With General Segmentation, you can uncover hidden similarities in data, such as the relationship between product prices and customer purchase histories. This unsupervised algorithm groups data based on similarities among numerical variables.
To run this model in Graphite, first identify an ID column to distinguish between values (e.g., customers or products within groups). Next, select the numeric columns (features) from your dataset for segmentation.
Now comes the tricky part: data preprocessing! We rarely encounter high-quality data, so we must clean and transform it for optimal model results. What should you do with missing values? Either remove them or replace them with relevant values, such as the mean or a prediction.
For instance, if you have chosen Age and Height as numeric columns, Age might range between 10 and 80, while Height could range from 100 to 210. The algorithm could prioritize Height due to its higher values. To avoid this, you should transform/scale your data; consider standardizing or normalizing it.
In the end, you need to determine the number of groups you want to get. In case you are not sure, Graphite will try to determine the best number of groups. But what about the model result? More about that in the next post!

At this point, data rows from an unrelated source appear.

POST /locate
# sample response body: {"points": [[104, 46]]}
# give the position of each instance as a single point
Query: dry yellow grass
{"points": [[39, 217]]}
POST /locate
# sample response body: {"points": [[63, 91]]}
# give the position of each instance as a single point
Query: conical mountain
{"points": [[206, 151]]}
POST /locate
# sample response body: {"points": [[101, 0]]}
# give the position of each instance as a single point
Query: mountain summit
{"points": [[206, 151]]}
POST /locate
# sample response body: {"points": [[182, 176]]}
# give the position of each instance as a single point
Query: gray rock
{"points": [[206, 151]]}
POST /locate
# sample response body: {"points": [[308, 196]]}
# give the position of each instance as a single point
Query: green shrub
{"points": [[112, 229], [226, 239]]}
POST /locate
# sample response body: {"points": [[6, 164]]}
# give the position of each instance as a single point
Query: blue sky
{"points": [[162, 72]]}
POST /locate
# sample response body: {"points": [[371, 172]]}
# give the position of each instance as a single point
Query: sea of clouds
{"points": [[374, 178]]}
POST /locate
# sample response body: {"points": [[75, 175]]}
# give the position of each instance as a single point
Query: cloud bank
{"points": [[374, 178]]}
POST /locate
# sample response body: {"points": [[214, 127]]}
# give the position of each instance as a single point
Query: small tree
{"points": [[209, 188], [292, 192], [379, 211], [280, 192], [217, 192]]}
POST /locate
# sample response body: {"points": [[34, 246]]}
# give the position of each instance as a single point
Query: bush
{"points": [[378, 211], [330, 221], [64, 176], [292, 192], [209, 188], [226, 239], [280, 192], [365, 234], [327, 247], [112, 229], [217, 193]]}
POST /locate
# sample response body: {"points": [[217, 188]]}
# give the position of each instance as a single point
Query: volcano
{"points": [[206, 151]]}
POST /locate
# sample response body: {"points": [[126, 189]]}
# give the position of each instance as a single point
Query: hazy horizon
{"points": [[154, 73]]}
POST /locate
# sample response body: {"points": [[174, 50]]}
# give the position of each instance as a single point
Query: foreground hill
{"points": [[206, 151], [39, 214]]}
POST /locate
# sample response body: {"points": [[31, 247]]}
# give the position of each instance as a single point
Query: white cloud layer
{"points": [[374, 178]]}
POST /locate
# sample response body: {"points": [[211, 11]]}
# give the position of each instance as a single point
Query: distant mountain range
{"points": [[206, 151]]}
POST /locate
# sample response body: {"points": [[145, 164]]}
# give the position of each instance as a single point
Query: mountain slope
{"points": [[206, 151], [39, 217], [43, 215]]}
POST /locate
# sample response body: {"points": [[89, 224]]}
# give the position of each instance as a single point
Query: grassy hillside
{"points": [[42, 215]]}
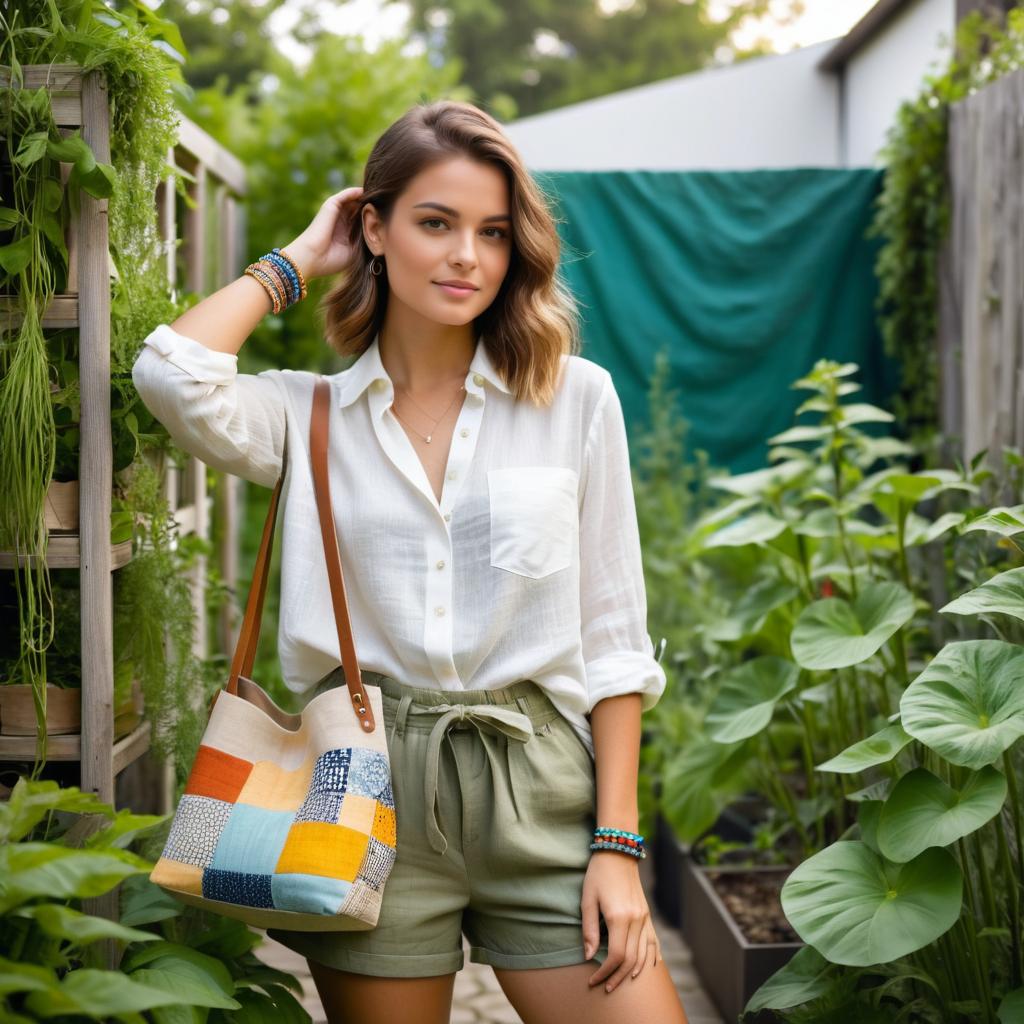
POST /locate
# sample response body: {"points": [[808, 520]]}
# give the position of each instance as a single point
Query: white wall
{"points": [[766, 112], [772, 112], [890, 69]]}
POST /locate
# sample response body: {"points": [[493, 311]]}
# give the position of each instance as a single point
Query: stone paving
{"points": [[479, 999]]}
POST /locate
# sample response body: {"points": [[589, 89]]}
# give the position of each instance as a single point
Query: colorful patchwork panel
{"points": [[316, 839]]}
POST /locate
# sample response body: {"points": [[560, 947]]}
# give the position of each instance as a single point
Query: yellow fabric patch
{"points": [[357, 812], [384, 826], [321, 848], [184, 878], [275, 788]]}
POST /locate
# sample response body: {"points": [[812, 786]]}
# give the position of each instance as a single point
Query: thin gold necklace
{"points": [[426, 437]]}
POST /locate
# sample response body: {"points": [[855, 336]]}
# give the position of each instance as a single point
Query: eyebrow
{"points": [[455, 213]]}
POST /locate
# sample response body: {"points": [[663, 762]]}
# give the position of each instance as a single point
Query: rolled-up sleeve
{"points": [[232, 422], [616, 647]]}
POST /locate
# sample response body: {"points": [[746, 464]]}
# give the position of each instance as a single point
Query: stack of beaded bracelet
{"points": [[619, 839], [281, 278]]}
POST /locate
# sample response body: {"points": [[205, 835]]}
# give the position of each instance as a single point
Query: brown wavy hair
{"points": [[534, 320]]}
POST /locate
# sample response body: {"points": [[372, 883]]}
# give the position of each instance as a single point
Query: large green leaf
{"points": [[31, 869], [878, 749], [968, 705], [699, 781], [834, 634], [1005, 521], [761, 481], [748, 614], [803, 978], [748, 696], [1003, 593], [759, 527], [1012, 1008], [66, 923], [923, 811], [859, 909], [99, 994]]}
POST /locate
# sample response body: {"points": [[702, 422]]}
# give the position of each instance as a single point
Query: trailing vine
{"points": [[912, 213], [39, 388]]}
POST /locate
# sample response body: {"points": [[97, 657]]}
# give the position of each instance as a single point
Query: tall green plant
{"points": [[912, 213], [38, 374], [175, 964], [894, 760]]}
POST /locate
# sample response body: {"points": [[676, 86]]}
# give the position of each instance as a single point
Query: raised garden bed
{"points": [[736, 931]]}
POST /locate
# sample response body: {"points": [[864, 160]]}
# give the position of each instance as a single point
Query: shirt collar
{"points": [[369, 368]]}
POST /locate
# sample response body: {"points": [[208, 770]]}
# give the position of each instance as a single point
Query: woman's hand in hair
{"points": [[324, 248]]}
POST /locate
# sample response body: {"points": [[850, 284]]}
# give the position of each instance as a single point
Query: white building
{"points": [[824, 105]]}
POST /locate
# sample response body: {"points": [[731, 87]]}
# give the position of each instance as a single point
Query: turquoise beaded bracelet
{"points": [[621, 841]]}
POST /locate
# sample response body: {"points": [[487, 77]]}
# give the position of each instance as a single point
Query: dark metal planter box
{"points": [[730, 968], [669, 853]]}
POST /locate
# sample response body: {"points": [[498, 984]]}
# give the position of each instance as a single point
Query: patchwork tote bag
{"points": [[288, 821]]}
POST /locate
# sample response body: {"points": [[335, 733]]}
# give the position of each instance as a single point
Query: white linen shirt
{"points": [[528, 567]]}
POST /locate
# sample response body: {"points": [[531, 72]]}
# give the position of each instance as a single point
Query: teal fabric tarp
{"points": [[743, 278]]}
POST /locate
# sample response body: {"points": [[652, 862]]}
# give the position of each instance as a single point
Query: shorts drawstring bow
{"points": [[491, 720]]}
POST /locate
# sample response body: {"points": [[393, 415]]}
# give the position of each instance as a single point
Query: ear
{"points": [[373, 228]]}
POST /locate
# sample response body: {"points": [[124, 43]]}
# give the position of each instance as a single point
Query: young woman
{"points": [[486, 522]]}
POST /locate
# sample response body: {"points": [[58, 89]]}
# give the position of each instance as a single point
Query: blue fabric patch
{"points": [[331, 771], [308, 893], [321, 807], [370, 772], [252, 840], [238, 887]]}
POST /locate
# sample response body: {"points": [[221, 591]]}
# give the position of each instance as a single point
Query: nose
{"points": [[464, 252]]}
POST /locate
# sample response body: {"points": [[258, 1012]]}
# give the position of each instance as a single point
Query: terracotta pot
{"points": [[60, 513], [17, 710]]}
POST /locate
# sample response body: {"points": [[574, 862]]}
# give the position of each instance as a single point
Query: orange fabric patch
{"points": [[321, 848], [217, 774], [384, 824]]}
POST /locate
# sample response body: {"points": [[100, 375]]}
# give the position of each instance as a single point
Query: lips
{"points": [[456, 290]]}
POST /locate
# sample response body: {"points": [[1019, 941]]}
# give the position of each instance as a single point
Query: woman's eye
{"points": [[502, 233]]}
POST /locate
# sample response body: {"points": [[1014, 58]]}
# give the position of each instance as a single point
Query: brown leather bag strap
{"points": [[318, 433], [245, 647]]}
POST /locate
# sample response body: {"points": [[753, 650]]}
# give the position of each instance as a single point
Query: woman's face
{"points": [[451, 223]]}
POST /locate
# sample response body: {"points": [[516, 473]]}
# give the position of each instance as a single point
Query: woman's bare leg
{"points": [[369, 999], [561, 995]]}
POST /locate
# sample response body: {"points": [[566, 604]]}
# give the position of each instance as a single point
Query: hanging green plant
{"points": [[912, 214]]}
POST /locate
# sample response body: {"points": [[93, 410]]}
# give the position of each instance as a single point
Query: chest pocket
{"points": [[535, 522]]}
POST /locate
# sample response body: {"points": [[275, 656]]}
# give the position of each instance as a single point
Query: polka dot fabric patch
{"points": [[284, 845]]}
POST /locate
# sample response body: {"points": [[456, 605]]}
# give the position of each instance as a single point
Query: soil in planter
{"points": [[753, 899]]}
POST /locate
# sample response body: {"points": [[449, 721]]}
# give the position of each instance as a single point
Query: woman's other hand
{"points": [[612, 888], [324, 248]]}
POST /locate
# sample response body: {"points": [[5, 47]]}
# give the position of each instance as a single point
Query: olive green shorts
{"points": [[495, 800]]}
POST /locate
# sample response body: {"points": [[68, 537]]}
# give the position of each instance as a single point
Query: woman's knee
{"points": [[348, 996]]}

After reviewing all the steps, you can finish and Run Scenario. The training duration may vary depending on the data volume, typically ranging from 1 to 10 minutes. The training will utilize 80% of the data to train various machine learning models and the remaining 20% to test these models and calculate relevant scores. Once completed, you will receive information about the best model based on the F1 value and details about training time.
Let's see how to interpret the results after we have run our model. The results consist of 5 tabs: Cluster Summary, By Cluster, By Numeric Value, Cluster Visualization, and Details Tabs.
As the model divided your data into clusters, a group of objects where objects in the same cluster are more similar to each other than to those in other clusters, it is essential to compare the average values ​​of the variables across all clusters. That's why in the Cluster Summary Tab you can see the differences between the clusters through the graph.
For example, in the picture above, you can see that customers in Cluster2 have the highest average value of the Total spend, unlike the customers in Cluster0.
Wouldn't it be interesting to explore each cluster by a numeric value or each numeric value by a cluster? That's why we have the By Cluster and By Numeric Value Tab - each variable and cluster are analyzed by their minimum and maximum, first and the third quartile, etc.
You can also have a Cluster Visualization Tab that shows the link between two arguments and how they are distributed. You can change the measures to see different cluster and their distribution.
The devil is in the details - details are important, so be conscientious and pay attention to the small things. Last but not least, on the Details Tab, you can find a detailed table where you can see all relevant values which were used for the above results.
With the right dataset and a few clicks, you will get results that will considerably help you in your business - general segmentation helps you in creating marketing and business strategies for each detected group. It's all up to you now, collect your data and start modeling.